Our vow of chastity leads us to look for the Spouse, to hear his voice, like Mary Magdalene, and turn to him, holding onto him until we hear him say to us: ‘Go and tell my brothers and sisters that I have won, that life is stronger than death’. We must be sent out by the burning bush, by the empty tomb, and sent by the mysterious presence of the Risen Christ to the table where the bread of tribulation and defeat has been broken and found to be, in reality, the healthy and wholesome bread of joy and life.

It will only be then, when our eyes have been purified by that fire, our hearts freed and broadened by that voice and our sadness transformed into that broken bread, that the passion of the Lord for his people will truly dwell inside us. It will be then that people will feel touched by the witness of our love. a love that is essential terms is not ours but the true love that God has brought to be born in our broken hearts. It will only be then that our words will have weight; only then will our presence be a mysterious communication of joy – a joy that confers peace and strength, which heals, reconciles and frees.

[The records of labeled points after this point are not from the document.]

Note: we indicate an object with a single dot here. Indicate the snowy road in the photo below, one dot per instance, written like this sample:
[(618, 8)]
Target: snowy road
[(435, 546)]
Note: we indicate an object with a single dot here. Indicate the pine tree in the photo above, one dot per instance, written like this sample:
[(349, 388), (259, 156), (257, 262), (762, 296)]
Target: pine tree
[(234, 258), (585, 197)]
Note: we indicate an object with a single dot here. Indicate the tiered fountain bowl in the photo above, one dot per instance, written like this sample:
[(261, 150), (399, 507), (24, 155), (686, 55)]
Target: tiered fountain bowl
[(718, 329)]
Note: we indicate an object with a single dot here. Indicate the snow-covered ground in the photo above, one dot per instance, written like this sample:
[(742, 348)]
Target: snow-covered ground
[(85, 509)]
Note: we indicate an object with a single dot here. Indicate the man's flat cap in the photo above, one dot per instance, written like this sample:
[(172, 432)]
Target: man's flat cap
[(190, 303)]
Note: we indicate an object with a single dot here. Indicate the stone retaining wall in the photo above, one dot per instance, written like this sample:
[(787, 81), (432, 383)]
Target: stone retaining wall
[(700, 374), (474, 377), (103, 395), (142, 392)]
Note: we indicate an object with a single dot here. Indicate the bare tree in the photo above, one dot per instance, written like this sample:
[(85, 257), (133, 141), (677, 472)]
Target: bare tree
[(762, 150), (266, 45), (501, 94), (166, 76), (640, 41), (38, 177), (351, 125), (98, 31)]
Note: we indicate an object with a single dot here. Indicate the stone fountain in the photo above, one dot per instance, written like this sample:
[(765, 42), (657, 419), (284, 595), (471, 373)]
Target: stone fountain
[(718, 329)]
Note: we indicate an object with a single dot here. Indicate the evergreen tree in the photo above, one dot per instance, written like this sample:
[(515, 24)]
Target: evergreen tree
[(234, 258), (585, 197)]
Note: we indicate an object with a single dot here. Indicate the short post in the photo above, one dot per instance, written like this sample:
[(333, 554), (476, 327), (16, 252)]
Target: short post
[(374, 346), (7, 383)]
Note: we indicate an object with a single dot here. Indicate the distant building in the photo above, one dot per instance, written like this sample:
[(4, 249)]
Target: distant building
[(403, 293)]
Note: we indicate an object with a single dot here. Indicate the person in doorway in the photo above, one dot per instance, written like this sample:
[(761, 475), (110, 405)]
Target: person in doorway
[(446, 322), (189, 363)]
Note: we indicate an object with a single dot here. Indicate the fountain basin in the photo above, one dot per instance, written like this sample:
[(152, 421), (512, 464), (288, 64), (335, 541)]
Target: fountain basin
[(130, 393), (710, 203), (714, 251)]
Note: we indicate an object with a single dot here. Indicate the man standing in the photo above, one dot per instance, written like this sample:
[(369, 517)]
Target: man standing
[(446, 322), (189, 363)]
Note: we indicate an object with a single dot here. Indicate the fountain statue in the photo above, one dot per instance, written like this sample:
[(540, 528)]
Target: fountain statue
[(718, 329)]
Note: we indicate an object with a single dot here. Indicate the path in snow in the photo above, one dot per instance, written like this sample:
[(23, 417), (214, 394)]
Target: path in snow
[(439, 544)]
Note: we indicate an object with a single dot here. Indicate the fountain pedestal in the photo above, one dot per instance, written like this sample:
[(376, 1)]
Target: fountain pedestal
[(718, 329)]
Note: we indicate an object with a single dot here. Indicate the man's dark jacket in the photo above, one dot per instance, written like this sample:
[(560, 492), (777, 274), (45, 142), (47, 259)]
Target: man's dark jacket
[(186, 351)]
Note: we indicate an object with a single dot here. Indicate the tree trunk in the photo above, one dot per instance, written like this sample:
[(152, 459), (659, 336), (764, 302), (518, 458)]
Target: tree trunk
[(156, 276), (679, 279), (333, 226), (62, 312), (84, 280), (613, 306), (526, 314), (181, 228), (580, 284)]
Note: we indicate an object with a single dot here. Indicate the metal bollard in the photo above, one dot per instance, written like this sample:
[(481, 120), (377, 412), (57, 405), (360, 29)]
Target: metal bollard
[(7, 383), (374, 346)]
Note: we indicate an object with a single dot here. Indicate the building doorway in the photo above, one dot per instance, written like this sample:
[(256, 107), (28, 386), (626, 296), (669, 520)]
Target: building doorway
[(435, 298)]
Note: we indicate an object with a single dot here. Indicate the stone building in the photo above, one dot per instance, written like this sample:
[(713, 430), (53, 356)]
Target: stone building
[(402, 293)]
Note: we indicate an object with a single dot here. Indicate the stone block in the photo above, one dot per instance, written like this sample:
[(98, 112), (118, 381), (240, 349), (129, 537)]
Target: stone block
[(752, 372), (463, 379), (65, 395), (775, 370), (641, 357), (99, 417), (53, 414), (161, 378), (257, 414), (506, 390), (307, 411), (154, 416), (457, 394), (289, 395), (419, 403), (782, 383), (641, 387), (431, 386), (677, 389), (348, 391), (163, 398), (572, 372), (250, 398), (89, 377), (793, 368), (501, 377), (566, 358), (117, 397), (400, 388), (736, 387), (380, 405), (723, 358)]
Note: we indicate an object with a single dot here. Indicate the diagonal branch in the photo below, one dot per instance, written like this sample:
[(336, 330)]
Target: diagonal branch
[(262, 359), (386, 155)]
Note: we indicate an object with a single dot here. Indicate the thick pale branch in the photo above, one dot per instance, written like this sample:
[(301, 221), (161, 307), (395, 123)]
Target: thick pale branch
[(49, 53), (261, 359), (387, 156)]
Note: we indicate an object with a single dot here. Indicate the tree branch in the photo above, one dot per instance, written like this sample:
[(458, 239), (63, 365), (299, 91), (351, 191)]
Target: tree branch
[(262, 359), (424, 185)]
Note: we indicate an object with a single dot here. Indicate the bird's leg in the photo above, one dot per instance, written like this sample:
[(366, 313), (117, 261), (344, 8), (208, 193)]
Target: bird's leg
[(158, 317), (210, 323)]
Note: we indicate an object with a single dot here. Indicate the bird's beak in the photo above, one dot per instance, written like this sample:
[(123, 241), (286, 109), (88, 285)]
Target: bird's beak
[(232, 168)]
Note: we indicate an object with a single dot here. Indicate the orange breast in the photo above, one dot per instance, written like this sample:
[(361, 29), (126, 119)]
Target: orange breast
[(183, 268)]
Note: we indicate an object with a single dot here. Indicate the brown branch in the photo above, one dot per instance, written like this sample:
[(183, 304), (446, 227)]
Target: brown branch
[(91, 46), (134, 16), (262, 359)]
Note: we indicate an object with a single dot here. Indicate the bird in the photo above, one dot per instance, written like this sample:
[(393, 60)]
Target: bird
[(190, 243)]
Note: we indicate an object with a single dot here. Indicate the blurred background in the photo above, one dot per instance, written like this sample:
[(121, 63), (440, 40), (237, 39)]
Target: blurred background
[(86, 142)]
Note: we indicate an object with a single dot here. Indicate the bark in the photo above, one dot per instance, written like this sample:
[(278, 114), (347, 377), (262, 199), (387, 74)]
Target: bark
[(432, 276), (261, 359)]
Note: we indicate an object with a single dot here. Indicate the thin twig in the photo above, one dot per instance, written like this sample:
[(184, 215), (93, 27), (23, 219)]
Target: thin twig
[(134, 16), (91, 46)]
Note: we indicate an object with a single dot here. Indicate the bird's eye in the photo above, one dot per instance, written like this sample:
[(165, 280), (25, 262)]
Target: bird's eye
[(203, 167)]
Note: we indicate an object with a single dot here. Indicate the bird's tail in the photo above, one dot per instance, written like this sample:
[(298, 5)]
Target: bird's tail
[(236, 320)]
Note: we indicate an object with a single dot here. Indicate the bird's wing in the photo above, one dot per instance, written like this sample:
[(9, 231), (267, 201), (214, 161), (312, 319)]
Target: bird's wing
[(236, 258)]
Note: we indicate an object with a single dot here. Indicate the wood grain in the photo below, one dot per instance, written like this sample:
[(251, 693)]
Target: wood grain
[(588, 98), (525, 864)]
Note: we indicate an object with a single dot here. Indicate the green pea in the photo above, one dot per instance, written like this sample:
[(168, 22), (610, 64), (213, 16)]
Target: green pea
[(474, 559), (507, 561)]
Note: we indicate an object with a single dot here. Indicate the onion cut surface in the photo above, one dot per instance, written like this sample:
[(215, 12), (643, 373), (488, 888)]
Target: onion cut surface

The reality that we live leads us to a new cruder and more radical experience of the true sources of our charism. While we complain about our limits – we feel pity for our inability to infuse new life into our institutes in order to go back to retrieving the enchantment of our vocation so that it can speak to the hearts of young people and ignite their enthusiasm – we constantly lose our compass points. We err in not perceiving that it is specifically inside this meaning that we experience failure, this real powerlessness, this very humiliation: the setting of rebirth.

Here lies the importance of Exile, as it was lived in the experience of Jeremiah and Ezekiel. From the deepest hopelessness was born the hope of a new covenant. In the same way, Jesus led the Samaritan woman inside her broken interiority and her alienation – her five husbands – until she realised what she had really been wanting at a deep level for a very long time. This meant that she gave to her words an energy that was so convincing that all her fellow citizens felt pushed to look for the gift of God, of a hated Jew as well. They then discovered the well of living inside themselves: ‘It is no longer because of your words that we believe, for we have heard for ourselves, and we know that this is indeed the Saviour of the world’ (Jn 4:42).

Our time is certainly a time of pruning; a time to cut branches that no longer bear fruit. This is the time of repeated attempts to re-invent, or to put it better to re-vitalise our way of living; a time of trial and error and of drawing up plans for renewal only to then throw them away one after the other. And more decidedly it is a time of losses, a time that is apparently chaotic; our efforts are often inconclusive and fragmentary.

Will it still be a time of a new and transforming encounter with Christ? Will it be a time as though God were reborn in our hearts? This, I suggest, is a question which in the final analysis is important – the only question that really counts.

 

[1] ‘Do not be conformed to this world but be transformed by the renewal of your mind, that you may prove what is the will of God, what is good and acceptable and perfect’. (Rom 12:2).